Reconstituer le 19ème siècle

"Puisque l’on parle du Second Empire, je voulais qu’il y ait un côté grosse production. J’ai essayé de reconstituer les Halles avec les foules des marchés. Dans une bande dessinée comme Sambre, où il y a une ambition de reconstitution historique, il faut d’abord avoir du temps pour chercher la documentation et après la digérer, la comprendre. Ce n’est pas simple. Il faut trouver le bon angle. Souvent pour une case je vais la dessiner sous des angles différents, des esquisses plus ou moins abouties. Je passe beaucoup de temps sur chaque planche, ce n’est pas rationnel. Un album, c’est deux ans. En temps horaire, c’est chronophage à mort.

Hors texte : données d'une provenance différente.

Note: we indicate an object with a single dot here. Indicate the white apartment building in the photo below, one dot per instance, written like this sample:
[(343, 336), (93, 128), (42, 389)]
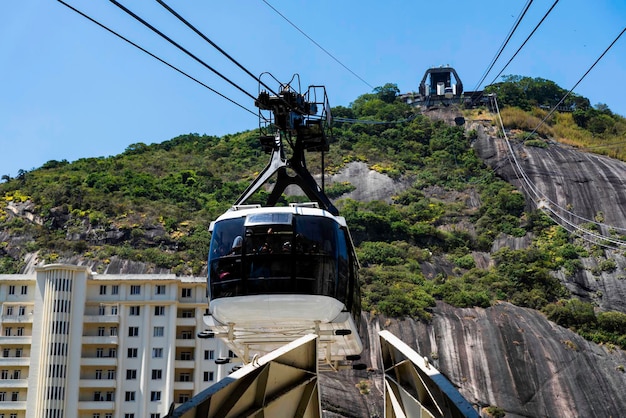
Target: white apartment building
[(74, 344)]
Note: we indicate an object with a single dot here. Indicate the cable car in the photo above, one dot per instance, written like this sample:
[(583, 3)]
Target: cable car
[(276, 273)]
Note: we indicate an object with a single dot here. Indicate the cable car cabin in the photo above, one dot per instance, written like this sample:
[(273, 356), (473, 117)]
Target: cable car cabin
[(278, 273)]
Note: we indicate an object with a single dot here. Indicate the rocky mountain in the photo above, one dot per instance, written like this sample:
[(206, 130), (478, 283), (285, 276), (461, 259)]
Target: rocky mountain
[(513, 357), (504, 355)]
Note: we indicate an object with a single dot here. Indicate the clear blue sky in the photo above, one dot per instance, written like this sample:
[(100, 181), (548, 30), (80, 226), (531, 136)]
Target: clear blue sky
[(71, 90)]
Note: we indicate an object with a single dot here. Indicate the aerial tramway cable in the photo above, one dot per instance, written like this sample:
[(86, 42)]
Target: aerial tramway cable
[(537, 196), (316, 44), (214, 45), (177, 45), (155, 56), (504, 44), (525, 41)]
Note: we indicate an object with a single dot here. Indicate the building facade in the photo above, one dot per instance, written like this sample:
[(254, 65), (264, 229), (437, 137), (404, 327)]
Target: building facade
[(78, 344)]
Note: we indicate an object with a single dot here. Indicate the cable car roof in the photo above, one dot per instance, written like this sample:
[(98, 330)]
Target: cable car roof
[(258, 215)]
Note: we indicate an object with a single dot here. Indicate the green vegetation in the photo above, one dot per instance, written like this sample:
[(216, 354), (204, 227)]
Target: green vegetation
[(524, 101), (153, 203)]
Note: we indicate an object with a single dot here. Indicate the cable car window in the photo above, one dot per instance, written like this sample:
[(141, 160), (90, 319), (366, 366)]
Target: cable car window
[(296, 254), (268, 219), (225, 278)]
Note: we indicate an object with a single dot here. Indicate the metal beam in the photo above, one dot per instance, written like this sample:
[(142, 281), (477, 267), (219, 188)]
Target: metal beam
[(414, 387), (283, 383)]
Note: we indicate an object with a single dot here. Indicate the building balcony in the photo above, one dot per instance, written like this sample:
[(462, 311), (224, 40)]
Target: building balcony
[(98, 361), (17, 340), (18, 319), (96, 405), (189, 322), (14, 361), (100, 339), (13, 406), (183, 386), (98, 383), (13, 384), (101, 319), (184, 364), (185, 342)]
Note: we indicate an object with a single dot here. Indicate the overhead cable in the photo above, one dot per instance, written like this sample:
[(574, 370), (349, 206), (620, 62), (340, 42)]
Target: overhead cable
[(524, 43), (555, 107), (318, 45), (577, 83), (504, 44), (155, 56), (177, 45), (214, 45), (539, 198)]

Surtout pour une planche comme celle-là. Le dessin réaliste n’existe pas. D'ailleurs, je ne pense pas que le dessin de Sambre soit particulièrement réaliste. Je pense qu’il est expressionniste. Le but n’est pas de représenter, mais d’exprimer. Il y a quelque chose d’un peu caricatural par moment dans certains personnages. C’est un univers parallèle. Je ne cherche pas à ce qu’il soit réaliste. Je rêve toujours de quelque chose qui ne soit pas identifiable, qui soit totalement au service du fond."

Yslaire, Sambre tome VII, Fleur de pavé, Glénat, 15,50 euros.